FIG. 2 is an isometric view of a clot retrieval device illustrated in FIG. 1. In some examples, the clot removal device 100 can include a cage structure 110 including a first tapered portion at a proximal end 119 of the cage structure 110, a shaft 120 including a second tapered portion at a distal end of the shaft 120, and a proximal bond 123 in which the first tapered portion is positioned in a non-engaging overlap 130 with the second tapered portion (scc FIG. 3).

In some examples, the cage structure 110 can further include an open distal end 113 and a proximal spiral section 111. The proximal spiral section 111 can include a first plurality of struts 112 extending distally from the proximal end 119 of the cage structure 110 and configured to pinch a clot 700 between at least one of the first plurality of struts 112. The proximal spiral section 111 can extend over a majority of a length 127 of the cage structure 110 from the proximal end 119 to the open distal end 113.

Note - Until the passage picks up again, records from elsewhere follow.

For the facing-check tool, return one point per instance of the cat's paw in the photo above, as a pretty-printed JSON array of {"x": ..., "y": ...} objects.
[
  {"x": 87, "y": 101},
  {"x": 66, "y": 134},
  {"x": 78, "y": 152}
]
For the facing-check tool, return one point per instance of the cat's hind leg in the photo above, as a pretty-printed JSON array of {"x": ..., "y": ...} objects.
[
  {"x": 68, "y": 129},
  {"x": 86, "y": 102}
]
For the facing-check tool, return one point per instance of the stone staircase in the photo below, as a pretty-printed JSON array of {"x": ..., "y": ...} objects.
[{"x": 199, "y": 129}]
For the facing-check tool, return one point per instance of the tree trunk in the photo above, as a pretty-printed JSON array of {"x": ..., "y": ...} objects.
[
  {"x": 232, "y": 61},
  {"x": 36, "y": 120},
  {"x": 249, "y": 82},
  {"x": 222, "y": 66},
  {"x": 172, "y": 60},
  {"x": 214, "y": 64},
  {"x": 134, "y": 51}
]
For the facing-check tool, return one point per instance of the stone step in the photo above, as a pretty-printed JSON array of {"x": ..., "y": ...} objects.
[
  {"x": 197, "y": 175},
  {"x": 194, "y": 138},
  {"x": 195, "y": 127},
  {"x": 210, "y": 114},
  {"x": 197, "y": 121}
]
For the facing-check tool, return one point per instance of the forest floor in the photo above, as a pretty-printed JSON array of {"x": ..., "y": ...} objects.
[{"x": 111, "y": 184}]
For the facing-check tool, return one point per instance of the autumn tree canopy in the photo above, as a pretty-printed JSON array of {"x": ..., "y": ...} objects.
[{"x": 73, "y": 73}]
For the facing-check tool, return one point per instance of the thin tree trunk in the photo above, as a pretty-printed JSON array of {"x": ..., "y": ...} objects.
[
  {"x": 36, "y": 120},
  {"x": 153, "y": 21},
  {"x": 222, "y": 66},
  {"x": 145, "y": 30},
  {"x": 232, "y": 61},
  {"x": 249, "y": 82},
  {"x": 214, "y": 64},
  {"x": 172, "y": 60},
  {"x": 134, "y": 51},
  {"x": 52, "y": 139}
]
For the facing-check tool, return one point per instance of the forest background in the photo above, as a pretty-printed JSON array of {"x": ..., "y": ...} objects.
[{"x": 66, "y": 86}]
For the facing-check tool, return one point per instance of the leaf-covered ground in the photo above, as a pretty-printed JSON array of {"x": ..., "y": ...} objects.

In some examples, the cage structure 110 can further include a cylindrical body section 114 distal to the proximal spiral section 111. The cylindrical body section 114 can include a second plurality of struts 115 larger than the first plurality of struts 112, and the cylindrical body section 114 has a length 116 measuring less than a length 117 of the proximal spiral section 111. In some examples, the cylindrical body section 114 has an outer diameter 118 of approximately 2.5 mm.

The cage structures 110 of the designs disclosed are desirably made from a material capable of recovering its shape automatically once released from a highly strained delivery configuration. A superelastic material such as Nitinol or an alloy of similar properties is particularly suitable. The material can be in many forms such as wire or strip or sheet or tube. A particularly suitable manufacturing process is to laser cut a Nitinol tube and then heat set and electropolish the resultant structure to create a framework of struts and connecting elements. This framework can be any of a huge range of shapes as disclosed herein and may be rendered visible under fluoroscopy through the addition of alloying elements or through a variety of other coatings or marker bands.

In some examples, the cage structure 110 can further include cells, struts, and a variety of shapes and designs configured for pinching fibrin rich clots, including those described in U.S. Pat. Nos. 10,292,723; 10,363,054; 10,617,435; 11,253,278; and 11,147,572, each of which are incorporated by reference in their entirety as if set forth verbatim herein. Compression of the clot 700 by the cage structure 110, including by the cylindrical body section 114, can alter the clot properties and make the clot 700 less amenable to retrieval by making it firmer and “stickier” similar to as described in WO2012/120490A, the entire contents of which are herein incorporated by reference.

In some examples, distal advancement of the catheter 300 relative to the cage structure 110 can compress the clot 300 between the distal end of the catheter 300 and the cage structure 110, increasing the pinch on the clot 700 and the security of the trapped clot segment. The user may feel this pinch as a resistance and stop advancing the catheter 300, the user may advance the delivery catheter 300 a fixed distance over the shaft 120 for example 30% to 50% of the shaft length.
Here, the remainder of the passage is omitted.